2. Avoid elevated medical terminology when possible. Instead, staff should describe treatments and conditions to residents in a way that they will understand, for example, by saying sugar level instead of blood glucose, or high blood sugar instead of hypoglycemia.
3. Explain the impact of risky behavior on health status. For example, if explaining salt restrictions to a resident with high blood pressure, staff should describe types of high-sodium foods (such as individual frozen meals or canned foods) that the resident might be inclined to purchase but should avoid.
4. Ask how the resident plans to get prescriptions or travel to follow-up appointments once discharged. Asking directly forces the resident to start planning. A resident may not have a close support person, and even if there is such a person, the resident may mention not wanting to be a burden. The answer can be very telling, indicating a possible need for additional support.
5. Explain what each medication does, especially for chronic conditions. Residents may be less inclined to take a medicine consistently if they don’t understand how taking it—or not taking it—impacts their well-being.

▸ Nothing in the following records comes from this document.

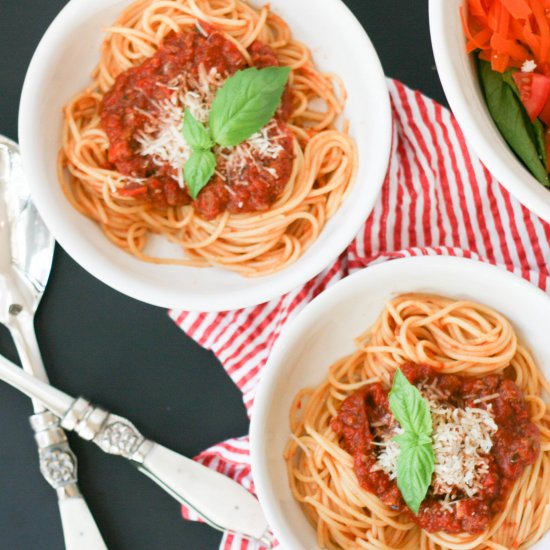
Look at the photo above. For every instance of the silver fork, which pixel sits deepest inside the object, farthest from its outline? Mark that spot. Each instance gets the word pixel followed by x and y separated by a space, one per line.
pixel 26 254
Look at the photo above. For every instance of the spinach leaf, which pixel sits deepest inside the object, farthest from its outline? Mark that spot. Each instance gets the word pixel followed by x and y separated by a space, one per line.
pixel 512 120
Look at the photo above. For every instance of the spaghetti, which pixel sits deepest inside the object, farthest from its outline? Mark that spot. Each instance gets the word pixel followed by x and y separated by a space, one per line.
pixel 323 158
pixel 446 336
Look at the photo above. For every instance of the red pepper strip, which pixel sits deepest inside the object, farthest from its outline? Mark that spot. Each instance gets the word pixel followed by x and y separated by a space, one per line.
pixel 503 22
pixel 518 9
pixel 476 9
pixel 526 35
pixel 544 30
pixel 479 41
pixel 508 47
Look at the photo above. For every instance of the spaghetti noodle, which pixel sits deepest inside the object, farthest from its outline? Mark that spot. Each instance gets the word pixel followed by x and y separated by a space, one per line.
pixel 462 338
pixel 324 159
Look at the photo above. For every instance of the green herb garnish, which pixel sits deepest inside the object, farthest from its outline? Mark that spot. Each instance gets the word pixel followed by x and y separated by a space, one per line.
pixel 243 105
pixel 524 137
pixel 416 462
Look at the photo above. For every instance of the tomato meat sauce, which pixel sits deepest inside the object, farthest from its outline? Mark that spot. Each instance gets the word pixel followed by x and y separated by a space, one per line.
pixel 131 106
pixel 516 445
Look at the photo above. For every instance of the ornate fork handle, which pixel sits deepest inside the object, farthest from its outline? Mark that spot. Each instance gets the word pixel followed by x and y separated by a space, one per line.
pixel 58 466
pixel 221 502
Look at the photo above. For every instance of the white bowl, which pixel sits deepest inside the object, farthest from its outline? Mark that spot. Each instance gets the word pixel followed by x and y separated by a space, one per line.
pixel 324 332
pixel 61 67
pixel 461 85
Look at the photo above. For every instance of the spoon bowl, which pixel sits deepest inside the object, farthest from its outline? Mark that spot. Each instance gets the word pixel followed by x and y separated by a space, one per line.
pixel 26 245
pixel 26 256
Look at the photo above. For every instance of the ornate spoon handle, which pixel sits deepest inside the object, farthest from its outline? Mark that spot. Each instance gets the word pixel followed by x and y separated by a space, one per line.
pixel 58 466
pixel 221 502
pixel 58 463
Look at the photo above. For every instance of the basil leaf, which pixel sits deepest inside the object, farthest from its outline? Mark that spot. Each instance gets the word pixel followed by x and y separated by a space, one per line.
pixel 198 170
pixel 410 439
pixel 246 103
pixel 415 468
pixel 512 120
pixel 508 77
pixel 540 142
pixel 409 407
pixel 195 133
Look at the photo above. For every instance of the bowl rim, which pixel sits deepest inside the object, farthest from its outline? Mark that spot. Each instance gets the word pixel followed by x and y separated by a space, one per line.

6. Offer help in completing complex medical forms. If residents need to fill out complex forms to go see a specialist, gain access to medical transportation, or get discounted medication, they may give up and not do it.
7. Stress the importance of preventive care. Often, older adults don’t think they need to be seen for preventive care, instead waiting until there is a problem. Nursing staff should give residents the best phone number for the appropriate person at the facility and encourage them to call with questions.
8. Use teach-back methods. Residents should demonstrate that they have learned the information taught to them, for example, by demonstrating proper use of an inhaler or repeating medication instructions back.
9. Consider resident home situations, even when it’s difficult. It’s surprisingly easy to turn a blind eye to challenging home situations. Honing residents’ health literacy skills helps them identify personal challenges that may impede their completion of physician orders.